Tampil juga tiga perempuan yang terlibat langsung dalam mengatasi konflik itu, yaitu Maria Theresa Royo-Timbol, Walikota Mangudadatu, Maguindanao, Ruby Banares-Victorino, aktivis wanita Filipina, mantan Presiden Zonta Club Metropolitan Pasig dan Elizabeth Mangudadatu, Wakil Walikota Mangudadatu, Maguindanao.
Digambarkan betapa hancurnya Mindanao saat konflik sekitar 40 tahun. Turis tidak ada, investor juga tidak ada. Ratusan ribu korban manusia. Setelah adanya perdamaian, Mindanao berubah drastis. Wajah kota juga berubah dengan beberapa monumen perdamaian, termasuk jembatan damai dan banyak hal yang selalu mengingatkan warga akan pentingnya perdamaian.
Topik pada sesi ketiga adalah keterbatasan hukum internasional yang ada dan makna Declaration of Peace and Cessation of War (DPCW) yaitu Deklarasi Perdamaian dan Penghentian Perang.
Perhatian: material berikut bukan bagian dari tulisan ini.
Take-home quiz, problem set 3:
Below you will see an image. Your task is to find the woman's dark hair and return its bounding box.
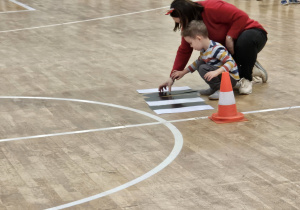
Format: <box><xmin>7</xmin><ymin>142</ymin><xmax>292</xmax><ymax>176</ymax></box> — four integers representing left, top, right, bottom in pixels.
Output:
<box><xmin>169</xmin><ymin>0</ymin><xmax>204</xmax><ymax>32</ymax></box>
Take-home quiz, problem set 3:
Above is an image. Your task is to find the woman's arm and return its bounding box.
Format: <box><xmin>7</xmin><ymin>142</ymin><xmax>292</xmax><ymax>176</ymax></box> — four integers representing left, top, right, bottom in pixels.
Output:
<box><xmin>170</xmin><ymin>36</ymin><xmax>193</xmax><ymax>76</ymax></box>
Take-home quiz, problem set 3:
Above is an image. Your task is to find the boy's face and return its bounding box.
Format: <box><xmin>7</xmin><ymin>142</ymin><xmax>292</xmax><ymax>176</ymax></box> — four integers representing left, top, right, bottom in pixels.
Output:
<box><xmin>184</xmin><ymin>36</ymin><xmax>203</xmax><ymax>51</ymax></box>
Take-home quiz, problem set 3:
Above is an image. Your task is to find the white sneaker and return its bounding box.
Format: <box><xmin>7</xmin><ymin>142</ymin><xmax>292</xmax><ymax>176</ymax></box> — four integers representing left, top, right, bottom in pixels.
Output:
<box><xmin>239</xmin><ymin>78</ymin><xmax>252</xmax><ymax>94</ymax></box>
<box><xmin>208</xmin><ymin>90</ymin><xmax>220</xmax><ymax>100</ymax></box>
<box><xmin>253</xmin><ymin>61</ymin><xmax>268</xmax><ymax>83</ymax></box>
<box><xmin>252</xmin><ymin>66</ymin><xmax>264</xmax><ymax>83</ymax></box>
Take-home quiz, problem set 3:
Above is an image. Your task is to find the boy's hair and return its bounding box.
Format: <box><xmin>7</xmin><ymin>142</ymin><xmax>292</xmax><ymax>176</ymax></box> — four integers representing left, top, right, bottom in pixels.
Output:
<box><xmin>169</xmin><ymin>0</ymin><xmax>204</xmax><ymax>32</ymax></box>
<box><xmin>181</xmin><ymin>20</ymin><xmax>208</xmax><ymax>38</ymax></box>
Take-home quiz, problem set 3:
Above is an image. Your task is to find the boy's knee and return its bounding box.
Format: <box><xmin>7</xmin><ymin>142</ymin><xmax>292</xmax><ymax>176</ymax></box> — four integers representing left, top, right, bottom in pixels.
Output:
<box><xmin>198</xmin><ymin>64</ymin><xmax>209</xmax><ymax>73</ymax></box>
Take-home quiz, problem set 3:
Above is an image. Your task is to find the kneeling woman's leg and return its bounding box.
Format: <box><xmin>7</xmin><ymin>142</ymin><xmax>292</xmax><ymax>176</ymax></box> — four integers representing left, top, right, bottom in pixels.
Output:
<box><xmin>233</xmin><ymin>29</ymin><xmax>267</xmax><ymax>81</ymax></box>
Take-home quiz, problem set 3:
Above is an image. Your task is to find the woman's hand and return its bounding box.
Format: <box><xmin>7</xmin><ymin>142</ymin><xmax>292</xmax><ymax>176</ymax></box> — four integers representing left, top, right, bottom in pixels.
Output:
<box><xmin>171</xmin><ymin>68</ymin><xmax>189</xmax><ymax>81</ymax></box>
<box><xmin>225</xmin><ymin>35</ymin><xmax>234</xmax><ymax>55</ymax></box>
<box><xmin>171</xmin><ymin>70</ymin><xmax>185</xmax><ymax>80</ymax></box>
<box><xmin>158</xmin><ymin>77</ymin><xmax>174</xmax><ymax>92</ymax></box>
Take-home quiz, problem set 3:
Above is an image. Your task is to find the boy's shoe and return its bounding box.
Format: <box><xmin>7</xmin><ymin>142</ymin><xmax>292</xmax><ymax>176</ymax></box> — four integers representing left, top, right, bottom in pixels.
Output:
<box><xmin>281</xmin><ymin>0</ymin><xmax>289</xmax><ymax>5</ymax></box>
<box><xmin>208</xmin><ymin>90</ymin><xmax>220</xmax><ymax>100</ymax></box>
<box><xmin>198</xmin><ymin>88</ymin><xmax>215</xmax><ymax>95</ymax></box>
<box><xmin>253</xmin><ymin>61</ymin><xmax>268</xmax><ymax>83</ymax></box>
<box><xmin>239</xmin><ymin>78</ymin><xmax>252</xmax><ymax>95</ymax></box>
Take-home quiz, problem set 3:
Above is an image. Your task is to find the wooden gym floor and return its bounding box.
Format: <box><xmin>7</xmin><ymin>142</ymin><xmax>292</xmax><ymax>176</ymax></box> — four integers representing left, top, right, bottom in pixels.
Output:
<box><xmin>0</xmin><ymin>0</ymin><xmax>300</xmax><ymax>209</ymax></box>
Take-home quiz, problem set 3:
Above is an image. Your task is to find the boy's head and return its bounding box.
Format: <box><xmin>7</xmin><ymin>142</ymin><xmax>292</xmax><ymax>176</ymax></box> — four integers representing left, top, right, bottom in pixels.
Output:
<box><xmin>181</xmin><ymin>20</ymin><xmax>209</xmax><ymax>51</ymax></box>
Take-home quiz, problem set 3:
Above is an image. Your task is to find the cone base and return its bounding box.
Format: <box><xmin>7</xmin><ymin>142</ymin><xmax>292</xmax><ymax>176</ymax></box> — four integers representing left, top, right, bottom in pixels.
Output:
<box><xmin>209</xmin><ymin>112</ymin><xmax>248</xmax><ymax>124</ymax></box>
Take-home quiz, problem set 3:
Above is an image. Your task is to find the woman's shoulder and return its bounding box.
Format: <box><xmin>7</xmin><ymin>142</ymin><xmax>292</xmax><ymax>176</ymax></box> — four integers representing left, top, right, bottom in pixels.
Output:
<box><xmin>197</xmin><ymin>0</ymin><xmax>227</xmax><ymax>9</ymax></box>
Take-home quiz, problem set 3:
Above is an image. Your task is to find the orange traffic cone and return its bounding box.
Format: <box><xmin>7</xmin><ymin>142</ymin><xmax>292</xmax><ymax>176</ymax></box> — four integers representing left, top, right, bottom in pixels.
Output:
<box><xmin>209</xmin><ymin>72</ymin><xmax>247</xmax><ymax>124</ymax></box>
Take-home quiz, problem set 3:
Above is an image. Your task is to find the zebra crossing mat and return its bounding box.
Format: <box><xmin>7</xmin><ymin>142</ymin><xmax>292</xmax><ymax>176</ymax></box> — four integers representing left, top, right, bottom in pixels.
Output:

Dr Ahlan Beydoun, Mantan Profesor di Fakultas Hukum, Ilmu Politik dan Administrasi, Universitas Lebanon, Beirut, menilai keterbatasan hukum internasional yang mengemuka dalam urusan internasional saat ini, membuat sulit untuk menghapuskan perang.
Lee Kyou-sun, Direktur Jenderal Pendidikan Perdamaian Kantor Pusat IWPG memperkenalkan arti dan poin utama DPCW.
Sedangkan penasihat IWPG dan mantan Anggota Parlemen Mongolia, Budee Munkhtuya, yang juga merupakan Presiden Association of Mother with the Order of Famous Mother, berbicara tentang topik peran perempuan dalam pelembagaan perdamaian berkelanjutan.
Pada kesempatan itu, ditunjuk Duta Penasihat dan Publisitas IWPG dan penganugerahan IWPG Peace Achievement Award kepada Aya Benjamin Libo Warille (Sudan Selatan). Sedangkan Pascal Esho Warda (Irak) ditunjuk sebagai Anggota Dewan Penasihat IWPG, dan Warda Sada (Israel) ditunjuk sebagai Duta Publisitas, Laji Balghis (India), Vinithaput Phophet (Thailand) dan Wanja Cheon (Republik Korea) dianugerahi IWPG Achievement Award. (AT Network)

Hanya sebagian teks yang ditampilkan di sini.